The coupled reservoir geomechanical simulation methodology (called "coupled simulation" in this paper) has been developed and tested successfully(1). The UTF Phase A project provided a variety of data measured in the field during the SAGD operation which can be used to history match the SAGD process and verify this methodology.The objective of this paper is to establish the reservoir model and geomechanical model based on the available and assumed reservoir properties. Then, to conduct the coupled reservoir geomechanical simulation and compare the simulation performance with that obtained from the field. Finally, sensitivity analyses were conducted to examine the influence of reservoir parameters on the SAGD simulations.
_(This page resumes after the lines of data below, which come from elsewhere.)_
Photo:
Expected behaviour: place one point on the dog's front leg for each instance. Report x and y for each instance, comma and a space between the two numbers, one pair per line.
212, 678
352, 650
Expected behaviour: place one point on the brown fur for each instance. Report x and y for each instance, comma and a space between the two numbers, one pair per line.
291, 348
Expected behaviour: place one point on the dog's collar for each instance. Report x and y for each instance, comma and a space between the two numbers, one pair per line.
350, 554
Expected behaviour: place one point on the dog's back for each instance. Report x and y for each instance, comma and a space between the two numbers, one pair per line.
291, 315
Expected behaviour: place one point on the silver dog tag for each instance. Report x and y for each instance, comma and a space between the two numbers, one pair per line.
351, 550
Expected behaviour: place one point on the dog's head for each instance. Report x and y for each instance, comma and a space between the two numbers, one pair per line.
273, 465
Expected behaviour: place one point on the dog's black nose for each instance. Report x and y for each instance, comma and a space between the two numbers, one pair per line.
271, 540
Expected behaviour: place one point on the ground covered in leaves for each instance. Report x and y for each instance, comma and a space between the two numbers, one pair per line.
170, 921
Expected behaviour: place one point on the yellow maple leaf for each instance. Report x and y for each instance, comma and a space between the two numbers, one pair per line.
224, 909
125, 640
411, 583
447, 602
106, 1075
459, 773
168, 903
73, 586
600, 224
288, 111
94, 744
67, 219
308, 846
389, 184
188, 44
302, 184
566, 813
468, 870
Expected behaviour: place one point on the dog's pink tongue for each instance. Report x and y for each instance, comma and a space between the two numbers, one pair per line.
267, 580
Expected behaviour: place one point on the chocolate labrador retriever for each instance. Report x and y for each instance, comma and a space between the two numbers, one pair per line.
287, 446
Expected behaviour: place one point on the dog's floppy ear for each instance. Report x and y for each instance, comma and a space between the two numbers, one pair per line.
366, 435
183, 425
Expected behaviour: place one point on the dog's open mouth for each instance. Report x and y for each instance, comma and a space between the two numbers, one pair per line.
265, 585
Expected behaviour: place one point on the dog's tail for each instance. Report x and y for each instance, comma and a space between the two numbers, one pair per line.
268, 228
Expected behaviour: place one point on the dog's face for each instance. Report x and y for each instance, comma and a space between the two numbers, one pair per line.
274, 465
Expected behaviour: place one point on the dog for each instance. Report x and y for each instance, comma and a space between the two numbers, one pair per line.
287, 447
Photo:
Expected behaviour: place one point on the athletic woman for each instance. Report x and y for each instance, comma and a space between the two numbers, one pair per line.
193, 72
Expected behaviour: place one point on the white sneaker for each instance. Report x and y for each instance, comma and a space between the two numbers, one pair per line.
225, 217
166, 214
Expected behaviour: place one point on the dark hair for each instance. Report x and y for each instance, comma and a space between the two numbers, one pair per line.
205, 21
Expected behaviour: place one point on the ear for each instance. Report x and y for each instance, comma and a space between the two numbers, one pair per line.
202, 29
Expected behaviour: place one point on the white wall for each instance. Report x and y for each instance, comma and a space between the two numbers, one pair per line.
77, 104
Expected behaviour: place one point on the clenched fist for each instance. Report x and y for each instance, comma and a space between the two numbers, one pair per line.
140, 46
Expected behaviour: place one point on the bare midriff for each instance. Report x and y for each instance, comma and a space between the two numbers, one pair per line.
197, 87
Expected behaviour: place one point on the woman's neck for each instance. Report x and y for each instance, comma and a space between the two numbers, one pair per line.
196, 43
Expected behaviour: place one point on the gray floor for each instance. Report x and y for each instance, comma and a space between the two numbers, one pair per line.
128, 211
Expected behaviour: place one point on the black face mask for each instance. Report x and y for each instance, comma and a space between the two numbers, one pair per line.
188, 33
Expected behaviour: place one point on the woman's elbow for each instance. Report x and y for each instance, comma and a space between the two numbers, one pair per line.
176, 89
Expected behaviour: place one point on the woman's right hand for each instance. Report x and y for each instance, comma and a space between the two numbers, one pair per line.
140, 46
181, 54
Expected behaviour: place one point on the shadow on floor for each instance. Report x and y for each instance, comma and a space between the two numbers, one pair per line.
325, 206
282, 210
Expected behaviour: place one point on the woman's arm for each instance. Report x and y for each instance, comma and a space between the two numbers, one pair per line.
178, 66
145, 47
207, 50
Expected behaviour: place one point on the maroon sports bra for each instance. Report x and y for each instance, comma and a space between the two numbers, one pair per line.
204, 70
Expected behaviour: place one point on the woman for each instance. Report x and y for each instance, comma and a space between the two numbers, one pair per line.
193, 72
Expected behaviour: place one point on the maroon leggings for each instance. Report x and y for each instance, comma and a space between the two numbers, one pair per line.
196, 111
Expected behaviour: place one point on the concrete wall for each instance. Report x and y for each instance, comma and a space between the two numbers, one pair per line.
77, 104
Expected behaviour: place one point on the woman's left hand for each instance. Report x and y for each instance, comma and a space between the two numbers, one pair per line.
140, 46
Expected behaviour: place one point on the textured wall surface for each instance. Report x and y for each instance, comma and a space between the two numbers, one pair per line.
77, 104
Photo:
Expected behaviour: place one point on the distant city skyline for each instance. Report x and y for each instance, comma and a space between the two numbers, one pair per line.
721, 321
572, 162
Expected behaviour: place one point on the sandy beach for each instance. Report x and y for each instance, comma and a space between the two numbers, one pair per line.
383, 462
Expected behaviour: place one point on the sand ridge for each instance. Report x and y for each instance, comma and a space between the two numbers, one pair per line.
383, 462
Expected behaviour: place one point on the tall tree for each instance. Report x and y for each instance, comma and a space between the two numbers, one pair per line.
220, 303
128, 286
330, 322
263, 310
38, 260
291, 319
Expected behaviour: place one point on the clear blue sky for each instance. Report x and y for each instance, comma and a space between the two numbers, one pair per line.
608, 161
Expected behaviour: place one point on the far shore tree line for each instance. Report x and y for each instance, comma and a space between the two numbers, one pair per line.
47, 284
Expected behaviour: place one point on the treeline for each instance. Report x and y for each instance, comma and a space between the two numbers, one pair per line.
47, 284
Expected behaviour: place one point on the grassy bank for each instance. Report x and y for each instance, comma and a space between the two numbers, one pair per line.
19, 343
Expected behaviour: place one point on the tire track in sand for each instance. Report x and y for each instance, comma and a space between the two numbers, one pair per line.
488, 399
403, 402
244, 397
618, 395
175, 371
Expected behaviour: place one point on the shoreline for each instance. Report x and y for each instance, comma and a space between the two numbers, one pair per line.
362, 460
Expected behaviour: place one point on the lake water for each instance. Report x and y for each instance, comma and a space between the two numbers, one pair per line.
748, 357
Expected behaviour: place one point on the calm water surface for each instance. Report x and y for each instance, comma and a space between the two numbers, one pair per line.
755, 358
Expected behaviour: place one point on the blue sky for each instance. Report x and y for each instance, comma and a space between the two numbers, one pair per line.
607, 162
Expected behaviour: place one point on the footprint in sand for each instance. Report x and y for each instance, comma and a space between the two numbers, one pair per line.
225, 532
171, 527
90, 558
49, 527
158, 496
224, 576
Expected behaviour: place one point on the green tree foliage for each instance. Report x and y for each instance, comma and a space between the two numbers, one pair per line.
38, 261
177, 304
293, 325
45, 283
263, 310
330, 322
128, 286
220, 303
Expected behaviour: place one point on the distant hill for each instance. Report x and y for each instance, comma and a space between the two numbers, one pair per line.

Project and Reservoir Description
The UTF Phase A project is located 60 km northwest of Fort McMurray, Alberta, Canada. Field operation started in November 1987 and terminated in October 1990. Rottenfusser et al.(2) performed a detailed reservoir characterization. The bottom Clearwater Formation and the McMurray Oil Sands Formation were informally divided into units of A to H. Units D, E and G consist of the major pay zone. Unit F is located between Units E and G and is dominantly shale, grey to light brown in colour, and thinly bedded. Unit F is continuous across the pilot area. It separated the injectors and producers of well pairs Al and A3. Well pair A2 was deliberately drilled so that both wells were above the Unit F barrier(3). The effect of Unit F on the SAGD production performance will be discussed later.
The typical reservoir properties are as follows: average porosity is 35%, horizontal permeability is 1 to 10 darcy, bitumen saturation is about 85% and initial reservoir pressure and temperature are 550 kPa and 8 °C, respectively. Bitumen viscosity at reservoir temperature is 5 ? 106 cP and can be reduced to 7 cP at 220 °C(4).
In total, 14 dedicated thermocouples (AT series), 4 inclinometers (AGI series), 3 extensometers (AGE series) and 5 piezometers (AGP series) were installed (Figure 1). AT1 and AT7 were also used as inclinometer wells. Piezometers were installed in wells AT4, AT9, AT12 and AT14, and a traversing thermocouple string was used to measure temperature in wells AGI1, AGI2, AGI3 and AGI4.